Skip to main content

The kwcoco Module

Project description

GitlabCIPipeline GitlabCICoverage Appveyor Pypi Downloads ReadTheDocs

The Kitware COCO module defines a variant of the Microsoft COCO format, originally developed for the “collected images in context” object detection challenge. We are backwards compatible with the original module, but we also have improved implementations in several places, including segmentations and keypoints.

The main data structure in this model is largely based on the implementation in https://github.com/cocodataset/cocoapi It uses the same efficient core indexing data structures, but in our implementation the indexing can be optionally turned off, functions are silent by default (with the exception of long running processes, which optionally show progress by default). We support helper functions that add and remove images, categories, and annotations.
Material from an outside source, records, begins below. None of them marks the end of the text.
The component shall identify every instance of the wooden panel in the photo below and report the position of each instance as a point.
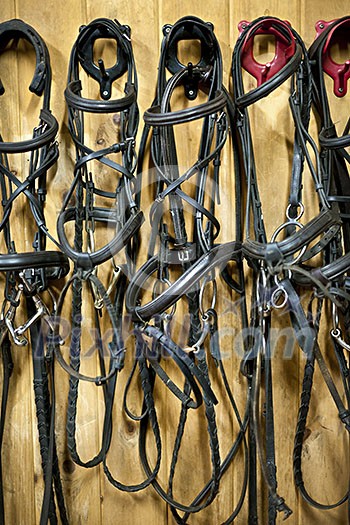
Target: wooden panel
(89, 496)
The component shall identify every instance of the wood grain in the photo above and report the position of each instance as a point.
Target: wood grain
(89, 496)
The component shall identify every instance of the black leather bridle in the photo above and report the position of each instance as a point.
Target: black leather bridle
(30, 273)
(281, 266)
(190, 249)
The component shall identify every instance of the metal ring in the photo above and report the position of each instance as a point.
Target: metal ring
(301, 213)
(274, 299)
(285, 225)
(213, 299)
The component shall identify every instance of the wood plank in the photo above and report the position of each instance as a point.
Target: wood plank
(90, 498)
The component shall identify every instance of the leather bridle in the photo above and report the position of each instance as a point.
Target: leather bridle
(30, 273)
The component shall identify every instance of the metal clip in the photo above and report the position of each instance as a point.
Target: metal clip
(42, 311)
(98, 299)
(9, 317)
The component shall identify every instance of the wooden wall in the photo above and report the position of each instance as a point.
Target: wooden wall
(90, 498)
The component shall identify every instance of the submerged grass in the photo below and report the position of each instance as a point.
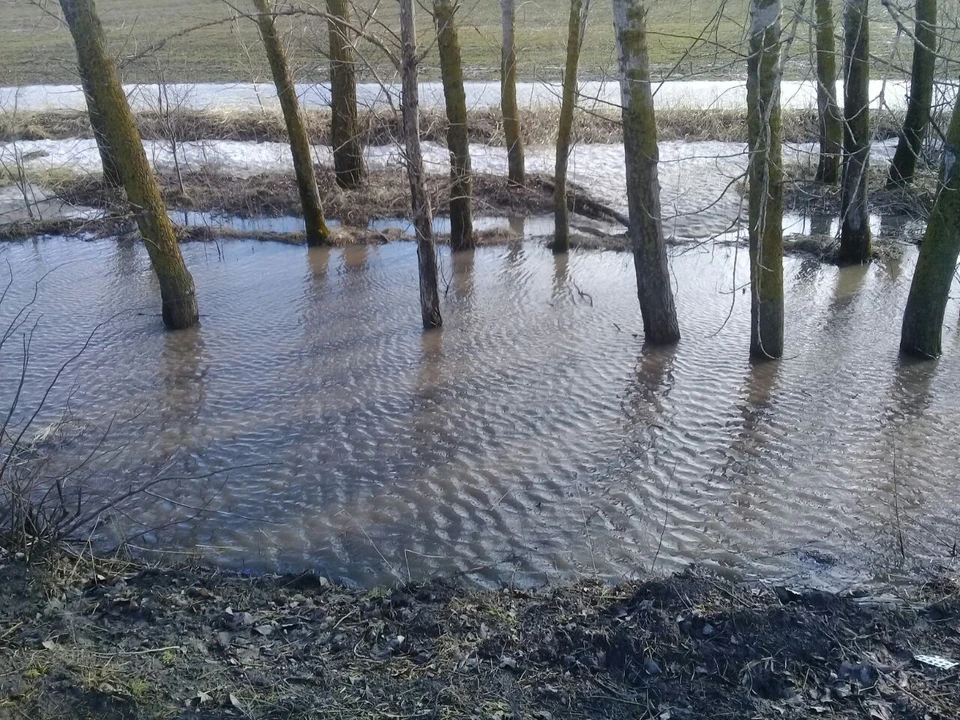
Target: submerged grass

We do not reimplement the scoring code fro pycocotools in this module. Instead that functionality currently lives in netharn: https://gitlab.kitware.com/computer-vision/netharn/-/blob/master/netharn/metrics/detect_metrics.py We may move that file either this repo or kwannot in the future. This module is more focused on efficient access and modification of a COCO dataset.

The kwcoco CLI

After installing kwcoco, you will also have the kwcoco command line tool. This uses a scriptconfig / argparse CLI interface. Running kwcoco --help should provide a good starting point.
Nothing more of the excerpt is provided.